= Fyodor Svarovsky =

Russian Poet

Fyodor Nikolayevich Svarovsky (Фёдор Николаевич Сваровский, born 6 April 1971 in Moscow) is a Russian poet and journalist.

Svarovsky, after graduating from high school, at the age of 19 emigrated to Denmark, was granted an asylum, and lived in Copenhagen. In 1996, he returned to Moscow where he worked as journalist. He also published poetry at net resources and read it at poetic events. In 2007, he published his first book of poetry, which was shortlisted for the Andrei Bely Prize. This book, Vse khotyat byt robotami (Everybody wants to be a robot), was described as escapism from the real world to the fantastic world populated by robots; however, this fantastic world turns out to be very similar to the real one.

In 2008, Svarovsky gave a talk where he came up with the theory of "new epos", a new creative tool, applying it to his own poetry. He considers himself a postmodernist.
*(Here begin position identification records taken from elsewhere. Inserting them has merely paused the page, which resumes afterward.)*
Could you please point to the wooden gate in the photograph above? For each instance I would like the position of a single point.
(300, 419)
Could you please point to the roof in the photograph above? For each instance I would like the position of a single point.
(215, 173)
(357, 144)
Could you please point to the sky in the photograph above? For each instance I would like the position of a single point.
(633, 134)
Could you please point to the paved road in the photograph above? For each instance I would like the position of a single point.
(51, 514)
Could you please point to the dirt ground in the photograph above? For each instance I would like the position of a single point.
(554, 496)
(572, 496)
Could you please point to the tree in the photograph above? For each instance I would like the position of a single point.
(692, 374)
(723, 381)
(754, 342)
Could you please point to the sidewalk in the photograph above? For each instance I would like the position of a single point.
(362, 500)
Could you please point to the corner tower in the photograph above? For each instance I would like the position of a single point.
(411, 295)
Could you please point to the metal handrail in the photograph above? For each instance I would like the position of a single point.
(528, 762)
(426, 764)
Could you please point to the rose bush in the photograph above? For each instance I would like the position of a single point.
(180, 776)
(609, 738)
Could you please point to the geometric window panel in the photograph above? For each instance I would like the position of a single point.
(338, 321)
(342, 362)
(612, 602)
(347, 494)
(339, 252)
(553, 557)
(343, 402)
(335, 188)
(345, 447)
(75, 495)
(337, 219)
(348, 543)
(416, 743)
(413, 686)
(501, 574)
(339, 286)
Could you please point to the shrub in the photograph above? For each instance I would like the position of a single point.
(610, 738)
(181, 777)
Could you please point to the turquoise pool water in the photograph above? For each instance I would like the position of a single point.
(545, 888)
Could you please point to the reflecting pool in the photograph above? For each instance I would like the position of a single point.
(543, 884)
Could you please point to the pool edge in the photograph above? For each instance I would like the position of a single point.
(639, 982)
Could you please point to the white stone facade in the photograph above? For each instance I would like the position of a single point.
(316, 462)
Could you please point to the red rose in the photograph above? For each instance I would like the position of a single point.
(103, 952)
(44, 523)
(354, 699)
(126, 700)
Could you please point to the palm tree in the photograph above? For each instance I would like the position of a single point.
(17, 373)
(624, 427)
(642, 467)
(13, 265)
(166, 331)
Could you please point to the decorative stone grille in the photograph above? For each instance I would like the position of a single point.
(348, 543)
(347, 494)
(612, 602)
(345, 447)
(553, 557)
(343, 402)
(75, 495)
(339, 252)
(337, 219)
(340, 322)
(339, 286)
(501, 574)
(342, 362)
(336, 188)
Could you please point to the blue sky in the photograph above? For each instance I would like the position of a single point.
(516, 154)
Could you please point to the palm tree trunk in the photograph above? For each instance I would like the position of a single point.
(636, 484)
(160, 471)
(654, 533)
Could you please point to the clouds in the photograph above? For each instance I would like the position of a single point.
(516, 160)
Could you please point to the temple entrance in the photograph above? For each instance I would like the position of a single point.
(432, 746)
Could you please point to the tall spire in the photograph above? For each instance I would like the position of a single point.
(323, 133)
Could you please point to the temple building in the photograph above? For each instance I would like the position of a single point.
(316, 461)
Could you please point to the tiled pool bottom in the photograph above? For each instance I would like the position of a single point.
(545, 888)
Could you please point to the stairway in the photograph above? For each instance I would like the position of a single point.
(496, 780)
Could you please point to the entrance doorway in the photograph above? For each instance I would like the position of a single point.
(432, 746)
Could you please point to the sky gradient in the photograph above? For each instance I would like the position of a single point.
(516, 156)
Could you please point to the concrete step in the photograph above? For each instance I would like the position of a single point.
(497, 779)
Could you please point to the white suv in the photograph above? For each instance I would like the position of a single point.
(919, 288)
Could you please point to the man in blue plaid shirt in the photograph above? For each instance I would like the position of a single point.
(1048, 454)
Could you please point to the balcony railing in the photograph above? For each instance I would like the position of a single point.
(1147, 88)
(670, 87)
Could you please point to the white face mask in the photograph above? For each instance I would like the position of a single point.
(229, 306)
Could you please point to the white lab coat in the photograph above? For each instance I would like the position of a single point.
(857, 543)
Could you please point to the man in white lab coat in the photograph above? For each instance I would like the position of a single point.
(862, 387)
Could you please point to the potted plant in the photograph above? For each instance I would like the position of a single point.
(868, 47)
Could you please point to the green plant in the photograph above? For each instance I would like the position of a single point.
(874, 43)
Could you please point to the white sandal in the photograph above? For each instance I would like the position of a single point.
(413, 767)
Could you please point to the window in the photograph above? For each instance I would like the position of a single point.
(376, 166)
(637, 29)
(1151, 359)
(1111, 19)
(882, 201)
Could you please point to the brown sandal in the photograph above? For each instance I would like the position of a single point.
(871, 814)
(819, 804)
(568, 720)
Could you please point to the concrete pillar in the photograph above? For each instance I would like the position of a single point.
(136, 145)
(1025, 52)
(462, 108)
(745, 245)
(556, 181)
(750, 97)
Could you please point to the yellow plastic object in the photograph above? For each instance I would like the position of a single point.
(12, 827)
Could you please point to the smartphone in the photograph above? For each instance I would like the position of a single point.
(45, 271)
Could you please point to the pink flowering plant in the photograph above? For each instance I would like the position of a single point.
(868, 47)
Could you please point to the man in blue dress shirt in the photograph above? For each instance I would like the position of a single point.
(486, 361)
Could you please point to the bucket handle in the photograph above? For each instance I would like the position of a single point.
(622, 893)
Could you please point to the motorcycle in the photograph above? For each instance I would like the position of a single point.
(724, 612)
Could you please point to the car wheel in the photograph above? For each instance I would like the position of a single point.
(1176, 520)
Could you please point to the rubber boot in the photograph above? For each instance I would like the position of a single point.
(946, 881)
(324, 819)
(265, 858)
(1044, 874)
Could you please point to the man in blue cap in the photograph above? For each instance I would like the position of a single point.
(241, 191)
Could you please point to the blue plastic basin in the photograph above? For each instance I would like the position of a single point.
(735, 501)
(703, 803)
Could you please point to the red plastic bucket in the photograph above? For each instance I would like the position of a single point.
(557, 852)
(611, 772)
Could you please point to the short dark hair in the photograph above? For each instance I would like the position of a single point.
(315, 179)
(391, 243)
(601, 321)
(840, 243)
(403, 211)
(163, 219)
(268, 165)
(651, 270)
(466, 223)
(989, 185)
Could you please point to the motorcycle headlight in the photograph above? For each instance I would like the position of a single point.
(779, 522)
Since 2016 Svarovsky lives in Montenegro. In 2019 he was awarded with the prize of International festival Poetry without borders in Riga.

==Works==
Svarovsky published four books of poetry.
- Vse khotyat byt robotami (Все хотят быть роботами, Everybody wants to be a robot), 2007; translated to Spanish as Todos quieren ser robots, by Eugenio López Arriazu, 2015.
- Vse srazu (Все сразу, Everybody together), with Leonid Shvab and Arseny Rovinsky 2008.
- Puteshestvenniki vo vremeni (Путешественники во времени, Time travellers), 2009.
- Slava geroyam (Слава героям), 2015.